The working medium is heated by the lower heat evaporator 20 and the middle heat evaporator 21 and is charged into the expansion turbine 22 as the high temperature vapor 30 </ b> A to drive the generator 23. Exhaust gas 31 of the expansion turbine 22 is condensed in the condenser 25, and is sent to the lower thermal evaporator 20 through the return path 32 by the booster pump 26. At that time, heat exchange is performed in the heat exchanger 27, the temperature of the exhaust 31 of the expansion turbine 22 is lowered, and the efficiency of the expansion turbine 22 is increased.
The pressure in the lower heat evaporator 20 and / or the middle heat evaporator 21 can be adjusted by pressure adjusting means corresponding to the required operating temperature.

(Second Embodiment: Embodiment of the Invention of Claim 3)
In the second embodiment, a multi-component medium that is used as an absorbent and a refrigerant of an absorption heat pump can be suitably used as the working medium. Examples of the working medium include water-ammonia and R134a (tri-atom).

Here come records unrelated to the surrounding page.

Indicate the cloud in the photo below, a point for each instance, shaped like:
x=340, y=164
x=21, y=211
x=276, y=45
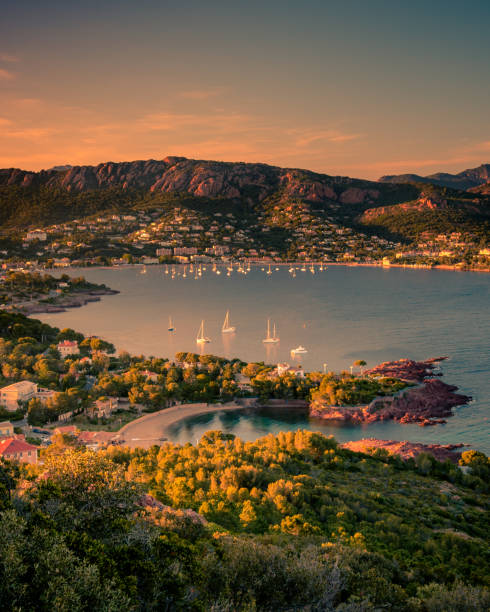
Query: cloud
x=479, y=146
x=202, y=94
x=5, y=75
x=6, y=57
x=30, y=133
x=307, y=137
x=169, y=121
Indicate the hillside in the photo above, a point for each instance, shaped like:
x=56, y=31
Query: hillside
x=240, y=209
x=30, y=198
x=467, y=179
x=438, y=209
x=288, y=522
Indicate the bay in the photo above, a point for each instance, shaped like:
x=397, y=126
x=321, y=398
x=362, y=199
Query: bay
x=340, y=314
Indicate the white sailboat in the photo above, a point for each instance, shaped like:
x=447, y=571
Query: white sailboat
x=227, y=328
x=299, y=350
x=270, y=339
x=201, y=338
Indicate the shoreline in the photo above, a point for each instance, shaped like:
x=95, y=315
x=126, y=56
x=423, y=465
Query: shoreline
x=326, y=264
x=167, y=417
x=142, y=433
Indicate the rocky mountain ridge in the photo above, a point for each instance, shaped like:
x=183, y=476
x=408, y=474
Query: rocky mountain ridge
x=465, y=180
x=201, y=178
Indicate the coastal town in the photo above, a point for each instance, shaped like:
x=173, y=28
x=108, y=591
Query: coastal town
x=183, y=235
x=60, y=383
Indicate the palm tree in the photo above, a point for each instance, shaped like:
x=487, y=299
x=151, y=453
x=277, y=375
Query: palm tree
x=361, y=363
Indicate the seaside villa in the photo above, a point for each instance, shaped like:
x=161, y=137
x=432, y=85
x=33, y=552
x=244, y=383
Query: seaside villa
x=11, y=395
x=6, y=429
x=68, y=347
x=18, y=450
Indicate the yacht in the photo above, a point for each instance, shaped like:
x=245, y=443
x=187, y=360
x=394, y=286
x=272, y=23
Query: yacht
x=227, y=328
x=201, y=338
x=299, y=350
x=271, y=339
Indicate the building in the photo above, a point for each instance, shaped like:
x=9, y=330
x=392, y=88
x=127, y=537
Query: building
x=71, y=430
x=185, y=251
x=45, y=394
x=36, y=235
x=285, y=368
x=68, y=347
x=103, y=407
x=94, y=440
x=152, y=376
x=6, y=429
x=18, y=450
x=11, y=396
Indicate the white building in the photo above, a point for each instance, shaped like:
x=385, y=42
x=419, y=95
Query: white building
x=285, y=368
x=11, y=395
x=68, y=347
x=36, y=235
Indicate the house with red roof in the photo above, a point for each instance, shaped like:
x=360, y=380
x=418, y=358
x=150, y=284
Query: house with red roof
x=68, y=347
x=6, y=429
x=18, y=450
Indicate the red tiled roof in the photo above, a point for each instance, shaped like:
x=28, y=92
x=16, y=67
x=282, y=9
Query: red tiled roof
x=66, y=429
x=9, y=446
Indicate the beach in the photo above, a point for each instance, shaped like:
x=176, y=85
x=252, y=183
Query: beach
x=154, y=428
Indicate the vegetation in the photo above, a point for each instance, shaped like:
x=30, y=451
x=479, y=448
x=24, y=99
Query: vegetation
x=348, y=390
x=19, y=287
x=289, y=522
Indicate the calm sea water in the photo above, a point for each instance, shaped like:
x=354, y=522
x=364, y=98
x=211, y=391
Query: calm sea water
x=340, y=315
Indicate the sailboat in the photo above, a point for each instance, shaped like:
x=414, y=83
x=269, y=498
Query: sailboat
x=201, y=338
x=299, y=350
x=270, y=339
x=227, y=328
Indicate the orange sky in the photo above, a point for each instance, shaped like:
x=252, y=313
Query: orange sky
x=330, y=89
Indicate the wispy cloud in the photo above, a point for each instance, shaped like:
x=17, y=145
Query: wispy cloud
x=5, y=75
x=307, y=137
x=168, y=121
x=202, y=94
x=7, y=57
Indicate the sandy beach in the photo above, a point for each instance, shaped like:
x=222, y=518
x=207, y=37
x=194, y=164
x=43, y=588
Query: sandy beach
x=153, y=428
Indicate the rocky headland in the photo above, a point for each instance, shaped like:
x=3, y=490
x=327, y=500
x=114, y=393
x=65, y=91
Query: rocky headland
x=406, y=450
x=426, y=401
x=64, y=302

Nitrofluoroethanol).
In the embodiment, for example, as shown in FIG. 3, the lower thermal evaporator 20, desirably the intermediate thermal evaporator 21 and the separator 36, the expansion turbine 22 and the generator 23, the condenser 25, The booster pump 26 and the first circulation system of the working medium are configured in this order.
A second circulation system 33 in which the low-concentration working medium separated by the separation unit 36 is merged with the turbine exhaust at the junction 24 between the expansion turbine 22 and the condenser 25 is formed. A heat exchanger 27 that exchanges heat between the circulation system 33 and the booster pump 26 and the lower heat evaporator 20 is provided.
Other configurations are the same as those of the first embodiment.

  The steam S1 of the wet gas G after the combustion exhaust gas is brought into direct contact with the cooling dissolved water CW is used as a heating source for the lower thermal evaporator 20. The heated steam is used for other purposes, for example.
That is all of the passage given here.